I looked up at him. "Cain, I was never yours."
He kept going. "Aria, I know you're the one who made your father keep me bonded to Celeste. So I'd have no way to be near you, I went to the Borderlands. I made sure her pup didn't survive. I had her forced to take the same tonic. Every bit of what you suffered, I made her go through it too. I did it for you."
He gripped the fence. "Aria, I know I don't deserve forgiveness. I just want one chance. Let me stay near you. That's all I'm asking."
"Let me carry your water. Chop your wood. Work your land. I'll do anything. Just let me stay."
I looked at his eyes. They had once been gentle. They had also been cruel.
I didn't know what I felt. Something like all the anger had just gone quiet. He was a stranger.
"Go. You're not needed here."
I went inside. He stayed at the fence. My guards watched him from a distance.

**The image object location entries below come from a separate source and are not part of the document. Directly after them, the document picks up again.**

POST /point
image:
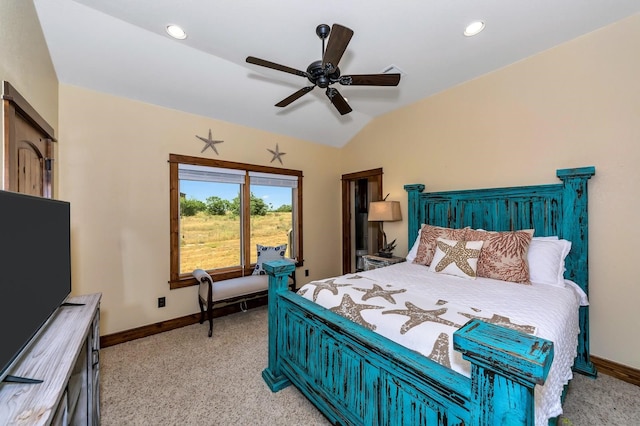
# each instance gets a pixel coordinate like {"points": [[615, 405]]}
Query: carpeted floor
{"points": [[182, 377]]}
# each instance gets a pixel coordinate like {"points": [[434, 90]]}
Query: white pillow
{"points": [[459, 258], [414, 250], [546, 260], [268, 254]]}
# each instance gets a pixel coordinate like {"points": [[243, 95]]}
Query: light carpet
{"points": [[182, 377]]}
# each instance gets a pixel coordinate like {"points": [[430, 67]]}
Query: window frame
{"points": [[178, 280]]}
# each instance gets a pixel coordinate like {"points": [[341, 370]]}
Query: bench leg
{"points": [[201, 310], [210, 315]]}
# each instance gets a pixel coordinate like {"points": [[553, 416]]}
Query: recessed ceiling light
{"points": [[176, 32], [474, 28]]}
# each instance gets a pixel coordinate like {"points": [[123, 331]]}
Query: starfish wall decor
{"points": [[277, 155], [209, 143]]}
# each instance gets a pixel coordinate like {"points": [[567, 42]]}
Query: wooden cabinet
{"points": [[66, 357]]}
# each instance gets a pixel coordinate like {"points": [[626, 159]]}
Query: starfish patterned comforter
{"points": [[421, 310]]}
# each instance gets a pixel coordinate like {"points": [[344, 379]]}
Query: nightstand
{"points": [[374, 262]]}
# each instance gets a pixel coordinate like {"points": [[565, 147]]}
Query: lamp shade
{"points": [[384, 211]]}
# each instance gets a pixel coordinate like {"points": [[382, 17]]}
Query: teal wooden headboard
{"points": [[556, 209]]}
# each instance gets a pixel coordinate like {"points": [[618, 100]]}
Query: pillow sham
{"points": [[428, 236], [459, 258], [504, 254], [414, 248], [268, 254], [546, 260]]}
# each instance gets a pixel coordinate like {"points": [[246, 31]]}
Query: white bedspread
{"points": [[417, 308]]}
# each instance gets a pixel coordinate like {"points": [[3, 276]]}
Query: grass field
{"points": [[210, 242]]}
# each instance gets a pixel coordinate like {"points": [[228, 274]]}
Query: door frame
{"points": [[373, 175], [14, 104]]}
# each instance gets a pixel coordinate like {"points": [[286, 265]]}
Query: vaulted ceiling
{"points": [[121, 47]]}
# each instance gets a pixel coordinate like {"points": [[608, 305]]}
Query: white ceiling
{"points": [[121, 47]]}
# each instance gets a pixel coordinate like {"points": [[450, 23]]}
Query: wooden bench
{"points": [[228, 291]]}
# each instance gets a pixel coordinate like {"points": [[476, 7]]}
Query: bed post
{"points": [[575, 227], [505, 367], [413, 206], [278, 272]]}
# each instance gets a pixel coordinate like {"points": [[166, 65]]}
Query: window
{"points": [[220, 210]]}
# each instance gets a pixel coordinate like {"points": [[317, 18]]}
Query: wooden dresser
{"points": [[66, 357]]}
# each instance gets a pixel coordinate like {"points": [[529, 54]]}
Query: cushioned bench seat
{"points": [[228, 291], [236, 287]]}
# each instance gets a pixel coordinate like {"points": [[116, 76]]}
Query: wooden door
{"points": [[28, 147], [358, 190]]}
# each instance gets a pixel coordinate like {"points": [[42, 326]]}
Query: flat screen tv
{"points": [[35, 269]]}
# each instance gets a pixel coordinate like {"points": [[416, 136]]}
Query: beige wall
{"points": [[575, 105], [25, 62], [114, 171]]}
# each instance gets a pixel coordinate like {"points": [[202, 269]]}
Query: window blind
{"points": [[210, 174], [272, 179]]}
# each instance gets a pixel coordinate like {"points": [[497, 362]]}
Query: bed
{"points": [[356, 375]]}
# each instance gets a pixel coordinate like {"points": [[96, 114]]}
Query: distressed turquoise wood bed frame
{"points": [[355, 376]]}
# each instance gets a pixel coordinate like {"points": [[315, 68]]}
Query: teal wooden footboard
{"points": [[357, 377]]}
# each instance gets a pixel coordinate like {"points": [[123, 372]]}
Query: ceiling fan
{"points": [[325, 72]]}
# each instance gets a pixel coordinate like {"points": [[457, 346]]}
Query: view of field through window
{"points": [[210, 225]]}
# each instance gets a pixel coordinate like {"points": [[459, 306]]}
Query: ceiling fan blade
{"points": [[370, 80], [339, 38], [338, 101], [286, 101], [273, 65]]}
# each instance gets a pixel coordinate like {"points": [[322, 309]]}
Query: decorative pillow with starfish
{"points": [[459, 258]]}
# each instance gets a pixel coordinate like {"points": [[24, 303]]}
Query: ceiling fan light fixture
{"points": [[176, 32], [474, 28]]}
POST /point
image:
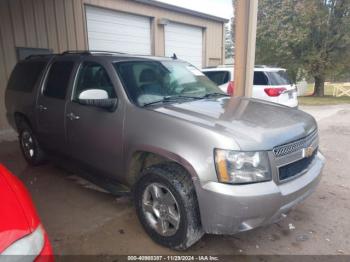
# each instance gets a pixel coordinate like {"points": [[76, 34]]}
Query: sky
{"points": [[221, 8]]}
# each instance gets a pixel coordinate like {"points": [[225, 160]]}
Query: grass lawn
{"points": [[328, 99]]}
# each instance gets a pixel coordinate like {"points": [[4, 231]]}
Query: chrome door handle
{"points": [[42, 108], [72, 117]]}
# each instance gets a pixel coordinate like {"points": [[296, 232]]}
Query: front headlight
{"points": [[237, 167]]}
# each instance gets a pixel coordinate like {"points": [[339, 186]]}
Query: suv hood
{"points": [[253, 124]]}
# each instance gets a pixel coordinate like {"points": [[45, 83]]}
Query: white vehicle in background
{"points": [[270, 83]]}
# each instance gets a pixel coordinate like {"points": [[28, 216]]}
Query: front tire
{"points": [[167, 206], [30, 147]]}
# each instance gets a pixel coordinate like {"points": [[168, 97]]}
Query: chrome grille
{"points": [[284, 150]]}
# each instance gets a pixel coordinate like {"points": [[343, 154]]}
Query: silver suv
{"points": [[195, 160]]}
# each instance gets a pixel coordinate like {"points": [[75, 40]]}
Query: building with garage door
{"points": [[144, 27]]}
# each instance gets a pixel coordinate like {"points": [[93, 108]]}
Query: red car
{"points": [[21, 232]]}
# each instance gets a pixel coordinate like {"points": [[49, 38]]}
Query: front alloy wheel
{"points": [[167, 206], [161, 209]]}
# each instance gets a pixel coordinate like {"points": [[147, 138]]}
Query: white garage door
{"points": [[185, 41], [109, 30]]}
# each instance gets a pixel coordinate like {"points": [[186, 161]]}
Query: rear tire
{"points": [[29, 145], [169, 214]]}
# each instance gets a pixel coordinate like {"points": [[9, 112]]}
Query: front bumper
{"points": [[228, 209]]}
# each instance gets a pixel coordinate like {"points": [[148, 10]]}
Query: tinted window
{"points": [[218, 77], [147, 82], [93, 76], [278, 78], [58, 79], [260, 79], [25, 76]]}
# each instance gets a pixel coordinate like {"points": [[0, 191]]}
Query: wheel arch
{"points": [[146, 157]]}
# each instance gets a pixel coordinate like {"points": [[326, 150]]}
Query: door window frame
{"points": [[76, 77], [47, 73]]}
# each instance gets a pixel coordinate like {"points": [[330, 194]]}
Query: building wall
{"points": [[60, 25]]}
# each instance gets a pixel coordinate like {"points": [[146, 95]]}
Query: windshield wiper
{"points": [[170, 99], [212, 95]]}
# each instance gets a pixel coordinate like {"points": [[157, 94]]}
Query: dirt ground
{"points": [[80, 219]]}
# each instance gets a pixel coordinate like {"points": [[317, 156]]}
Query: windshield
{"points": [[147, 82]]}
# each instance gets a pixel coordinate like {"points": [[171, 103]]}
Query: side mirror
{"points": [[97, 98]]}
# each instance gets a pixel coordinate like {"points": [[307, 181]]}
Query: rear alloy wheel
{"points": [[167, 206], [30, 148]]}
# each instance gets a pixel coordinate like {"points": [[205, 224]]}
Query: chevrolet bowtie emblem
{"points": [[308, 151]]}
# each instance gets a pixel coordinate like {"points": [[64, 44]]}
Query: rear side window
{"points": [[278, 78], [218, 77], [25, 75], [58, 79], [260, 79]]}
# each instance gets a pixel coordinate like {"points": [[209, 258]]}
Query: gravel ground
{"points": [[82, 219]]}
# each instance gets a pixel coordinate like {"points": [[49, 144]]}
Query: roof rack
{"points": [[38, 55], [76, 52], [106, 52]]}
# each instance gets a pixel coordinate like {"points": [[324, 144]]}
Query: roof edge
{"points": [[183, 10]]}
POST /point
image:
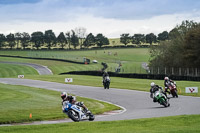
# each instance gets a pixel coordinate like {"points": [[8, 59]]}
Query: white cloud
{"points": [[61, 16], [109, 27]]}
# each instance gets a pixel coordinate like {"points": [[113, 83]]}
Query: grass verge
{"points": [[17, 102], [117, 82], [177, 124], [8, 70]]}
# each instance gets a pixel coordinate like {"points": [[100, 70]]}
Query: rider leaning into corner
{"points": [[72, 100], [167, 81], [155, 88], [105, 74]]}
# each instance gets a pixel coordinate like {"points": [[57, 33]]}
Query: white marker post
{"points": [[68, 80], [20, 76], [191, 89]]}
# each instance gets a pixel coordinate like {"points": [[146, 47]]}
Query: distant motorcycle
{"points": [[106, 82], [173, 89], [77, 113], [161, 98]]}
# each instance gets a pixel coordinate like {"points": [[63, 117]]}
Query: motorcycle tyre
{"points": [[71, 116], [91, 117]]}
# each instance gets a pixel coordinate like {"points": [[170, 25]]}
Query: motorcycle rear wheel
{"points": [[73, 115]]}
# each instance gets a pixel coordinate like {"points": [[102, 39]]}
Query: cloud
{"points": [[110, 17]]}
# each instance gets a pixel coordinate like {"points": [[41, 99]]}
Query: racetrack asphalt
{"points": [[42, 70], [135, 104]]}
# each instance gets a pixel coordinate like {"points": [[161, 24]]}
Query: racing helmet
{"points": [[152, 84], [166, 78], [63, 95]]}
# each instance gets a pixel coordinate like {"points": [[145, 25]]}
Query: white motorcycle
{"points": [[77, 113]]}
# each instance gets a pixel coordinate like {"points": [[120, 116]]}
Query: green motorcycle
{"points": [[161, 98]]}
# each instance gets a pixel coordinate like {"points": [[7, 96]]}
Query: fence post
{"points": [[196, 72], [180, 71]]}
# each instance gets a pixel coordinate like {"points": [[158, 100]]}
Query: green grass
{"points": [[8, 70], [131, 59], [17, 102], [177, 124], [117, 82]]}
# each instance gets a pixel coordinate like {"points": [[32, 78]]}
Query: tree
{"points": [[125, 39], [191, 45], [150, 38], [37, 38], [18, 38], [74, 39], [81, 33], [2, 40], [11, 40], [163, 36], [89, 41], [25, 39], [101, 40], [68, 34], [181, 50], [49, 38], [138, 39], [61, 39]]}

Eventually he sat down against the fence. He didn't leave.
I knew that no matter whether he stayed or left, I still had to water my garden, tend my flowers, and live my life.
The sun rose and set without anyone's permission.
The next morning I opened the door. He was still there, curled up in the mist, sleeping against the fence.
I stood in the doorway and had Jade bring him a bowl of broth.
"Eat it. Then go."
I kept my voice flat. Like speaking to a stranger asking for charity.
Cain took the bowl. His lips moved. He got out one word.
"Okay."
He drank fast, like he wasn't afraid of burning himself, tipping the bowl back in big swallows.
"Aria, can I—"
I cut him off before he finished. "No."
I took the bowl and went back inside. I didn't look at him again.
I had expected him to leave. He didn't.
Cain set himself up on the far bank of the river, watching from a distance while I watered my garden and washed vegetables.
Occasionally he would leave chopped firewood by the fence without a word.
I paid none of it any attention. The firewood, the watching—none of it could bring my pup back.
He was fooling himself.
My life went on exactly as it should. He was nothing to me now. He couldn't touch it.